ARM bringing Energy-Aware Scheduling to Android
Preemptive multitasking was first implemented in the late 1960s. In those days spirits were brave, the stakes were high, men were real men, women were real women, and small furry creatures from Alpha Centauri were real small furry creatures from Alpha Centauri. (Douglas Adams, The Hitchhiker’s Guide to the Galaxy). Although many dared to do mighty deeds, it was sadly a different era. There was but just one CPU, multi-core processors didn’t exist and the idea that the operating system needed to take into account the amount of energy available was but a twinkle in some clever engineer’s eye.
Zoom forward several decades and we live in an age where mobile phones have more computing power than NASA used to go to the moon, processors are multi-core, and the scheduler now needs to consider battery life.
In 2014 ARM released a new piece of tech for the Linux kernel called Intelligent Power Allocation (IPA). Keeping a SoC at its nominal operating temperatures is essential for fanless designs (like your smartphone or tablet). The busier a processor gets, the more heat it generates. In a hexa-core or octa-core processor you will find high performance “big” cores (like the Cortex-A72 or the Cortex-A57), and energy efficient “LITTLE” cores (like the Cortex-A53 or soon the Cortex-A35), plus there is the GPU. These three different parts of the SoC can be controlled independently and by controlling them in unison a better power allocation scheme can be created.
This means that if the CPU is generating too much heat then the scheduler might favor the LITTLE cores to reduce the power used. If the GPU is being used a lot, but the CPU isn’t, then there is room in the thermal budget to let the GPU run at full speed, since the CPU isn’t using all of its allocation.
ARM’s patches were duly accepted into the mainstream Linux kernel and the benefits can be quite substantial. According to ARM’s tests, using IPA can increase the performance of a SoC by as much as 36%. The reason the performance goes up is because the SoC is being tuned dynamically and every bit of the thermal budget is used. This means that the CPU or the GPU is able to run at maximum speed whenever the thermal budget allows.
That was 2014. In 2015 and on into 2016 ARM has started working with the Linux community on the next phase, called Energy Aware Scheduling (EAS). The EAS project is trying to solve a long-standing design limitation of the two key Linux power-management subsystems (CPUFreq and CPUIdle), namely they don’t coordinate their decisions with the scheduler.
In fact it is a little worse than that, the scheduler, CPUFreq and CPUIdle subsystems work in isolation, at different time scales and often at cross-purposes with each other. As the scheduler tries to balance the load across all CPUs, the CPUFreq and CPUIdle subsystems are trying to save power by scaling down the frequency of the CPUs or idling them.

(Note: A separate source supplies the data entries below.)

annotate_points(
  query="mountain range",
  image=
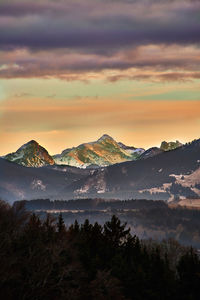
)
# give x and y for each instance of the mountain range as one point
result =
(154, 174)
(103, 152)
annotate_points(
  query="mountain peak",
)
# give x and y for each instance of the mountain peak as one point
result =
(104, 137)
(166, 146)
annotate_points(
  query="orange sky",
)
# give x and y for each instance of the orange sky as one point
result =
(130, 69)
(57, 126)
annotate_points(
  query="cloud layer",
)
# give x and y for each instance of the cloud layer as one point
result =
(146, 39)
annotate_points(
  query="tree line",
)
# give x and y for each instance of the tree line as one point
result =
(44, 259)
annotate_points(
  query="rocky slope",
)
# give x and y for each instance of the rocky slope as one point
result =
(169, 175)
(31, 154)
(167, 146)
(103, 152)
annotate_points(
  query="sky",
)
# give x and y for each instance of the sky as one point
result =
(73, 70)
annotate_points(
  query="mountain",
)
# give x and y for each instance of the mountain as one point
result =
(103, 152)
(19, 182)
(31, 154)
(151, 152)
(168, 175)
(167, 146)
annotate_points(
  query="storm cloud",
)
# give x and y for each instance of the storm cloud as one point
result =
(59, 38)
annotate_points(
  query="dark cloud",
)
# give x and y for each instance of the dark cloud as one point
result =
(95, 25)
(63, 37)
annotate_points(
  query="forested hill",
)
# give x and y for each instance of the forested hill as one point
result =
(46, 260)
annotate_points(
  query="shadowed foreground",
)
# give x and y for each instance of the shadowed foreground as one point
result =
(46, 260)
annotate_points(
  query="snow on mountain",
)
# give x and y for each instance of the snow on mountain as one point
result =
(31, 154)
(103, 152)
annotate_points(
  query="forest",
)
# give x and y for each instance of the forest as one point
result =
(146, 218)
(45, 259)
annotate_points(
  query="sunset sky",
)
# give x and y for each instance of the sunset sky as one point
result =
(72, 70)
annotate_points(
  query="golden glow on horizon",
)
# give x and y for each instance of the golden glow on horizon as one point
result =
(57, 126)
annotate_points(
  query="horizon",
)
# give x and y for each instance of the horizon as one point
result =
(86, 142)
(128, 68)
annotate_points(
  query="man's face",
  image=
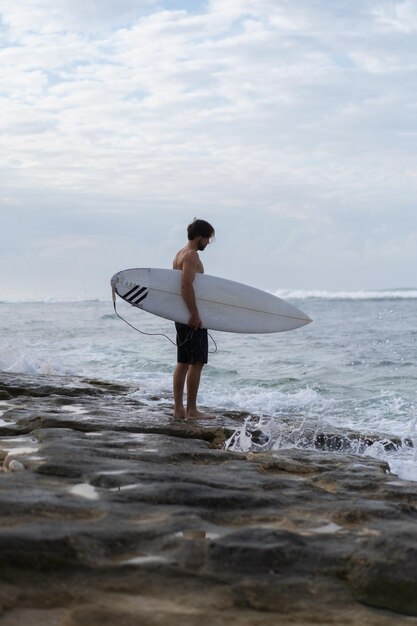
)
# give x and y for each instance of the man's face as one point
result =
(203, 243)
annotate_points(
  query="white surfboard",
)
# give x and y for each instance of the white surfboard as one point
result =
(223, 304)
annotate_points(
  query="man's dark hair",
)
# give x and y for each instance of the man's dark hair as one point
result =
(200, 228)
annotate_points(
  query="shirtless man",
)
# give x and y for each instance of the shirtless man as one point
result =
(192, 339)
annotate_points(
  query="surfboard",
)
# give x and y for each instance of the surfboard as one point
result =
(223, 304)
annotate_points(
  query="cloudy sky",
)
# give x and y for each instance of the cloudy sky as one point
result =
(290, 125)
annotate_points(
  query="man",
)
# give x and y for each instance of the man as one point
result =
(192, 339)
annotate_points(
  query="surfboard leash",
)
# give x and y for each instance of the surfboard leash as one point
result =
(142, 332)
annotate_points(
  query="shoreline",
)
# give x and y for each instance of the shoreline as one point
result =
(121, 513)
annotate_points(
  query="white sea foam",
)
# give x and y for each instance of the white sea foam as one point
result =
(21, 359)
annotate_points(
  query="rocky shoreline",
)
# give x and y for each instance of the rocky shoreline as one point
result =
(112, 512)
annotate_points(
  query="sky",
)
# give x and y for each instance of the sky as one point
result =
(291, 126)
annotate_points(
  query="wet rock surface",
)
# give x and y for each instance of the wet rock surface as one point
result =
(112, 512)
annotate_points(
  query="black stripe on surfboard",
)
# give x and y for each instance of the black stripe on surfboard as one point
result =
(139, 300)
(131, 292)
(137, 296)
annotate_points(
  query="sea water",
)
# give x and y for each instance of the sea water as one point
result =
(353, 369)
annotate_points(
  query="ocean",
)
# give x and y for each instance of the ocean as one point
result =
(350, 376)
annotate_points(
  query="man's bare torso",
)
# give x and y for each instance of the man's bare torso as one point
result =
(186, 255)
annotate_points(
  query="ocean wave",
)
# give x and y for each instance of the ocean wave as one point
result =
(383, 294)
(20, 360)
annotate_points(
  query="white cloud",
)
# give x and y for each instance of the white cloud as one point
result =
(283, 111)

The idea behind EAS is to integrate the CPUFreq (i.e. DVFS), CPUIdle and the IPA subsystems. The new design will be based on measurable energy model data rather than magic tunables; will support future CPU topologies (including per core/per cluster Dynamic Voltage & Frequency Scaling); and will be maintained in the main Linux kernel.
What this means in real terms is that if a new task is waiting for some CPU time then the ESA might assign the task to a core that is actually active rather than using an idle core, this then means that the other idle cores don’t need to be spun-up, which takes power. Previously, when the scheduler was working only for max performance then it might have opted to place the incoming task onto a idle CPU core, as it is free and unloaded, thus giving the best performance.
Initial testing has shown that energy usage can be much lower when compared to the current mainline Linux kernel while maintaining the same level of performance. In fact under some loads the performance can actually increase slightly.
This is on going work. The first generation of EAS is expected during 2016, but after that ARM and Linaro have plans for a second generation implementation with even tighter iteration.